Ribavirin, an antiviral agent administered by aerosol, has been used for infants with
congenital heart disease or chronic lung disease.
Antibiotics have no value unless there is coexisting bacterial infection.
No support for RSV immunoglobulin administration during acute episodes of RSV
bronchiolitis in previously healthy children.
Combined therapy with nebulized epinephrine and dexamethasone has been used but is
not currently recommended.
Nebulized hypertonic saline has also been reported to have some benefit.
Prognosis
The case fatality rate is <1%, with death attributable to apnea, respiratory arrest, or severe dehydration. After
this critical period, symptoms can persist.
The median duration of symptoms in ambulatory patients is
∼12 days.
There is a higher incidence of wheezing and asthma in children with a history of bronchiolitis unexplained
by family history or other atopic syndromes.

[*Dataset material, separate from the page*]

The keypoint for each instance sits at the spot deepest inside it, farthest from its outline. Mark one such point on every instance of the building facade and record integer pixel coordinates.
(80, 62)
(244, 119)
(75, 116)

It is unclear whether bronchiolitis incites an immune response that manifests as asthma later or whether
those infants have an inherent predilection for asthma that is merely unmasked by their episode of RSV.
Approximately 60% of infants who wheeze will stop wheezing.
Prevention
RSV–IVIG (intravenous immunoglobulins) & IM monoclonal antibodies to RSV (palivizumab) are
effective in preventing severs RSV disease in the high-risk infants when given before & during
RSV season. Pailvizumab is recommended for infants < 2 yrs of age with chronic lung disease
(BPD) or prematurity.
Meticulous hand washing is the best measure to prevent the nosocomial transmission.